ROCKVILLE, Md. — Through USAID’s Promoting the Quality of Medicines (PQM) program, the U.S. Pharmaceutical Convention (USP) announced on June 10 that prequalification status has been given to the first Active Pharmaceutical Ingredient (API) used to help treat multi-drug resistant tuberculosis (TB).
After much assessment by the World Health Organization the API Capreomycin may be a critical achievement in the fight against TB.
According to the WHO, an API is a substance contained in a Finished Pharmaceutical Product (FPP) to effectively prevent, diagnose, mitigate or cure a disease. When this type of ingredient receives a prequalification status, it simply means that its quality is satisfactory and its manufacturing process meets the WHO’s Good Manufacturing Practices requirements.

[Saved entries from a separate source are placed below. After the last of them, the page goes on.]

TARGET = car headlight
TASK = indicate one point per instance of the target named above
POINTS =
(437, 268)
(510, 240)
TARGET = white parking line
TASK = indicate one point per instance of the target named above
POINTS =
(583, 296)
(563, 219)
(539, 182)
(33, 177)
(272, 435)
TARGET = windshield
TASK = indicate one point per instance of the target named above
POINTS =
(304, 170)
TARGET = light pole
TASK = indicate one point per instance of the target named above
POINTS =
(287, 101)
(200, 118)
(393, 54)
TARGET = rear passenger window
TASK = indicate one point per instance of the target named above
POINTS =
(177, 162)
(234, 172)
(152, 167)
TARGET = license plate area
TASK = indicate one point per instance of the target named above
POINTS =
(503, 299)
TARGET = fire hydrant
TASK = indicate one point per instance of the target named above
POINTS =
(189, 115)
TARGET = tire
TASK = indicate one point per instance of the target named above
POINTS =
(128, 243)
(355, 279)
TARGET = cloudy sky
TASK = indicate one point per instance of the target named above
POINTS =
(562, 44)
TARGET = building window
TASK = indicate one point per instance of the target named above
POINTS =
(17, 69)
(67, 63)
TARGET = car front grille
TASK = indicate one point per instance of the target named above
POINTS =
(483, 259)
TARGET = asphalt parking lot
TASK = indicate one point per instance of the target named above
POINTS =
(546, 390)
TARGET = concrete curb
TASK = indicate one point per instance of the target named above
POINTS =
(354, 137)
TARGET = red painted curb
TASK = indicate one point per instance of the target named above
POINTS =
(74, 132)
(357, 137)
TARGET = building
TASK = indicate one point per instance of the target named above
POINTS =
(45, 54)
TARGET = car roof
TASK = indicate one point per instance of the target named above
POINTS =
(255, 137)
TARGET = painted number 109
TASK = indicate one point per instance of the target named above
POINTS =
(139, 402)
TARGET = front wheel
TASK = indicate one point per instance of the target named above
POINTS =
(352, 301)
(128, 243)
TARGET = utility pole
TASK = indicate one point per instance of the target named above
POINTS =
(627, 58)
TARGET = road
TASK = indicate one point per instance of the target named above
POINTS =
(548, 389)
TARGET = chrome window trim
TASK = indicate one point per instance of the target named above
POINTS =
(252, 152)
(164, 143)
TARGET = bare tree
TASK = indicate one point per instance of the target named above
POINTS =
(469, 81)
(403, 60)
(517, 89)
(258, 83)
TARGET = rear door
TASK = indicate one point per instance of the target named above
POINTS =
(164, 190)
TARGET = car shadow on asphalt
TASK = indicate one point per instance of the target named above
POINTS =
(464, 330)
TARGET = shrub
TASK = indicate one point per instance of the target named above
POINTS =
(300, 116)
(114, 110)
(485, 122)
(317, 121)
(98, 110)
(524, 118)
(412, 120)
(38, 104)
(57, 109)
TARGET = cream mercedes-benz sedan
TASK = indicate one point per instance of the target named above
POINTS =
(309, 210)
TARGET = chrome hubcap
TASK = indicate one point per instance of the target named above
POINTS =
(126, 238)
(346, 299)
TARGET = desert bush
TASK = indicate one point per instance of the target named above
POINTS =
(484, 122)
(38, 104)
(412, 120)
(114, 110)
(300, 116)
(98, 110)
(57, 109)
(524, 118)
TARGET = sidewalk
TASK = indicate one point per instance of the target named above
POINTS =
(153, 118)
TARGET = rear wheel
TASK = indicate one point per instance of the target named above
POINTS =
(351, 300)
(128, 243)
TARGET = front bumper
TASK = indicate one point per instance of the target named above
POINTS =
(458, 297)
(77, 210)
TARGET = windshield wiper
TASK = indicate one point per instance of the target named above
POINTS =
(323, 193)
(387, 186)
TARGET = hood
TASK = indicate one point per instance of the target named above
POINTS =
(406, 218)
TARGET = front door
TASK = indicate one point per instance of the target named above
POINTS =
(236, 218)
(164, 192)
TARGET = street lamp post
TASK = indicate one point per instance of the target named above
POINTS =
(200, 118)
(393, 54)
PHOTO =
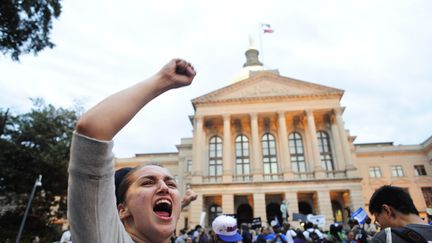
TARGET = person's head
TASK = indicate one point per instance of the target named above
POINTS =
(148, 201)
(351, 236)
(352, 223)
(225, 228)
(388, 202)
(308, 225)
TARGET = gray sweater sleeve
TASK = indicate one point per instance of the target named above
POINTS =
(92, 211)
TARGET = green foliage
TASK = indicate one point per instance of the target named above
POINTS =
(34, 143)
(25, 25)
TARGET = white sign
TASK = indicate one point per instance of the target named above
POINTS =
(360, 215)
(316, 219)
(202, 218)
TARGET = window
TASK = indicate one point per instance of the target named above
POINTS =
(269, 154)
(427, 194)
(296, 152)
(242, 155)
(189, 166)
(419, 170)
(397, 171)
(214, 211)
(374, 172)
(325, 150)
(215, 156)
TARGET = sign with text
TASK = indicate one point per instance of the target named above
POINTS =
(316, 219)
(360, 215)
(256, 223)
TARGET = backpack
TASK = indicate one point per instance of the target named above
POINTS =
(314, 237)
(408, 235)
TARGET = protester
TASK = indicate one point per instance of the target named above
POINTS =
(359, 233)
(290, 234)
(311, 234)
(245, 233)
(225, 228)
(182, 237)
(393, 207)
(150, 204)
(66, 237)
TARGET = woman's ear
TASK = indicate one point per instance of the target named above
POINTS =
(122, 211)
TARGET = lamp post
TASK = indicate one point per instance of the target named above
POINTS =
(38, 182)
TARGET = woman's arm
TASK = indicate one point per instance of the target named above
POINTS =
(107, 118)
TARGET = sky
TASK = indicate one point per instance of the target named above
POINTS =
(378, 52)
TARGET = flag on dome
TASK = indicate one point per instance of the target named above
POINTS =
(267, 28)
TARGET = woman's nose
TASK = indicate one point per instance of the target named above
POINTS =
(162, 187)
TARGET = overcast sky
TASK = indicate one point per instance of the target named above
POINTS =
(379, 52)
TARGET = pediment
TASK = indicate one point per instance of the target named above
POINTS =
(265, 85)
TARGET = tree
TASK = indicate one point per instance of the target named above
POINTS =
(35, 143)
(25, 25)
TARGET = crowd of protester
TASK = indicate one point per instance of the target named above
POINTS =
(307, 232)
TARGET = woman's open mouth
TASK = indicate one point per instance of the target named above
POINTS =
(163, 208)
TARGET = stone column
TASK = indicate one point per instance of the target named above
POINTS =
(227, 145)
(325, 208)
(318, 169)
(228, 203)
(349, 166)
(340, 165)
(195, 210)
(260, 207)
(284, 149)
(356, 198)
(291, 199)
(197, 147)
(256, 149)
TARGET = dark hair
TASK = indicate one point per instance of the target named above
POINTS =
(308, 225)
(394, 196)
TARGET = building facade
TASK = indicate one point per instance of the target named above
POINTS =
(267, 138)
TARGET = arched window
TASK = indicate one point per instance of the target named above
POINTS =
(269, 154)
(325, 150)
(214, 211)
(242, 155)
(298, 163)
(215, 156)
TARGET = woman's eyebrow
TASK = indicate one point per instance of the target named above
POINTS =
(155, 178)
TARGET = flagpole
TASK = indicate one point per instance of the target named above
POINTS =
(260, 33)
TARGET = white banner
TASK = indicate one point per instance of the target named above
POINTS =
(317, 219)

Capreomycin is actually only the first second-line TB antibiotic API to be given this status, meaning it will be used if the first line therapy is not successful in treating a specific patient with this disease.
TB usually affects a person’s lungs. It is spread when someone breathes in the air infected by TB bacteria. When someone with TB in his or her lungs or throat does something as simple as cough, sneeze or even speak, the bacteria can stay in the air for several hours and can infect those who breathe in that air.
Even though the mortality rate declined by 43 percent from 1991 to 2011, TB is still a major health issue that caused approximately 1.4 million deaths in 2011 alone according to the U.N. — evidence that not enough people have access to the necessary treatment.
TB is usually treated by isoniazid or rifampin, but multi-drug resistant TB has further complicated the treatment of this disease. According to the Centers for Disease Control and Prevention (CDC) multi-drug resistant TB is usually caused by the misuse of antibiotics in the chemotherapy stage of TB patients. For example, if they are prescribed the wrong drug or if the quality of the drug is poor, a patient’s TB can become drug resistant.
Since millions suffer from TB, the quality of the drug is imperative to promote recovery in TB patients. The U.N.’s Prequalification Program — managed by the WHO — works to make high-quality medicines available to those who need them the most. This program is mainly concerned with medicines used to treat not only TB, but also HIV/AIDS, malaria and the list of pre-qualified drugs. Their work helps agencies like UNAIDS and UNICEF obtain the best possible medications.
Since 2009, the Prequalification Program has already given this status to three drugs: Capremycin for multi-drug resistant TB, Cycloserine for TB and ZinCfant for treating diarrhea in children.
Even though it is both preventable and curable, TB alone is a difficult disease to combat, and multi-drug resistant TB only makes it more difficult. Although all the targets of the U.N.’s sixth Millennium Development Goal to combat HIV/AIDS, malaria and other diseases may not be reached by the 2015 deadline, this goal still might be achieved over some time with the help of organizations like the USP.